“Apa yang kau harapkan dari aku bapak?” ujar seorang remaja yang terbebani dengan kekangan keluarga.
“Terus kau mau apa? jangan sampai bapak sumpahi kau cilaka,” amarah sang Ayah telah keluar dan membuat seorang Ian terkejut.
Ian merupakan seorang anak laki laki yang memiliki keinginan untuk bisa menjalani hari harinya tanpa harus ada kekangan dari orangtua. Ia mengharapkan orangtuanya dapat mendukung keputusannya tersebut, namun ekspektasinya bertolak belakang dengan realita.
“Bapak sudah membesarkanmu, memberimu makan dan uang untuk keperluan sekolahmu, Bapak mendukung semua akivitasmu di luar, namun ini balasan dari kerja keras, Bapak?”ujar sang ayah sambil menghela nafas.
“Ian cuman mau dibebaskan pak, Ian cuman mau memiliki kebebasan untuk melakukan apa yang Ian anggap betul, memangnya salah?”
Dengan penuh amarah sang ayah memukul, menendang, dan mencaci maki Ian. Ian dengan penuh air mata, beranjak dari ruang tamu menuju ke kamar pribadinya, ia mengunci kamarnya dan menangis terseduh seduh. Ia tak menyangka akan diperlakukan seperti itu oleh ayahnya.
Ian tertegun dan mencerna semua kata-kata dari Ayahnya, semua kalimat ia pikir dengan sangat intens. Ian pun berpikir, ia memang sangat dicekang oleh Ayahnya. Maka di saat itu, ia mulai berpikir untuk bagaimana caranya supaya ia bisa mulai dibebaskan lagi oleh Ayahnya.
Tak terasa, azan maghrib pun berkumandang, Ian bergegas menuju ke masjid untuk melaksanakan ibadah salat maghrib. Selepas salat maghrib, Ian berdoa, mengangkat kedua tangannya seraya berdoa kepada Allah agar dimudahkan untuk mendapatkan keinginannya, yaitu bebas dari kekangan orangtua.
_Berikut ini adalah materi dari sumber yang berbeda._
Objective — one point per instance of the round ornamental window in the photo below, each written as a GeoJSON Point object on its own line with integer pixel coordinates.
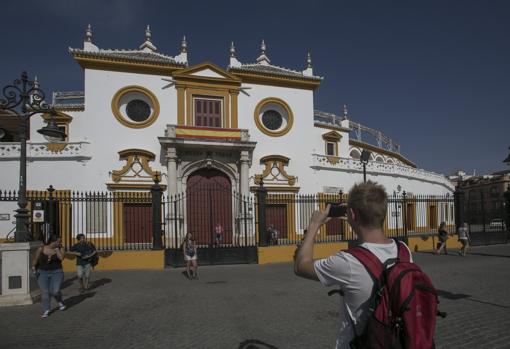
{"type": "Point", "coordinates": [138, 110]}
{"type": "Point", "coordinates": [135, 107]}
{"type": "Point", "coordinates": [272, 120]}
{"type": "Point", "coordinates": [273, 117]}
Ian pun beranjak pulang, ia merasa sedikit tenang selepas solat. Ayah Ian masih larut dalam emosinya, ayah Ian pun ke kamarnya dan tetap larut dalam emosinya, ayah Ian bagaikan anjing yang terlepas dari kandangnya.
Setelah beberapa hari, Ian pun mulai menikmati hari-harinya di rumah, namun terkadang ia masih ingin memenuhi keinginannya untuk terbebas dari kekangan orangtua. Ayah Ian, juga mulai merasa tenang karena anaknya mulai mengikuti keinginannya.
Tepat di malam itu, Ian di panggil oleh ayahnya untuk berdiskusi tentang keinginan Ian yang tak pernah ia dapat, “Nak, sebenarnya bapak mengizinkan kamu untuk bebas, namun bapak takut kamu terbawa arus yang salah, makanya bapak melarang kamu untuk bebas seenaknya,” ujar ayah Ian.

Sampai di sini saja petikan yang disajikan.